On Thu, May 19, 2022 at 6:40 AM Torsten Duwe duwe@lst.de wrote:
On Wed, 18 May 2022 09:53:58 -0700 Vasily Khoruzhick anarsoul@gmail.com wrote:
On Thu, Apr 28, 2022 at 8:58 AM Torsten Duwe duwe@lst.de wrote:
power on the eDP bridge? Could there be any leftovers from that mechanism? I use a hacked-up U-Boot with a procedure similar to the kernel driver as fixed by this change.
I was asking because I recall an ugly hack in some ATF code to power up the chip correctly. Did you patch ATF, and maybe call functions of it at runtime?

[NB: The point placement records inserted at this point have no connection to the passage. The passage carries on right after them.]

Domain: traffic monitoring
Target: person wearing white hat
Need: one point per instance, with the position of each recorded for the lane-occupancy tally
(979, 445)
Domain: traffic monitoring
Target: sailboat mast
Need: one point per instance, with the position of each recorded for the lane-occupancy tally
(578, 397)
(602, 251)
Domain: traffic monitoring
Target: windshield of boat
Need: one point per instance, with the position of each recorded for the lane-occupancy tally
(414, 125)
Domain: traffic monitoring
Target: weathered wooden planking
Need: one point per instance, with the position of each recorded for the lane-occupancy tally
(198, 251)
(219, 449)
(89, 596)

Initially it's powered on by ATF on system power up. ATF parses DTB and finds the regulators that it needs to enable and enables them. It's done in ATF because u-boot SPL didn't have enough space to fit in the AXP803 driver. It's only done at startup and once linux takes over, ATF doesn't touch these regulators.
But the main question is: does this patch in any way worsen the situation on the pinebook?
I don't think it worsens anything, but according to the datasheet the change makes no sense. Could you try increasing T2 instead of changing the power sequence?
According to the datasheet, there is also T3, I realise now. The diagram talks about "System Clock", but both Teres and Pinebook have a passive resonator circuit there. Correct me if I'm wrong, but without chip power, there is little to resonate. What if that driving clock circuit is powered by Vdd25? Maybe the earlier provision of 2V5 is enough for Teres' Q4, but Pinebook X4 takes even longer? The start-up times can be in the range of milliseconds.
That's plausible, but can you please try just increasing the delays without changing the power sequence?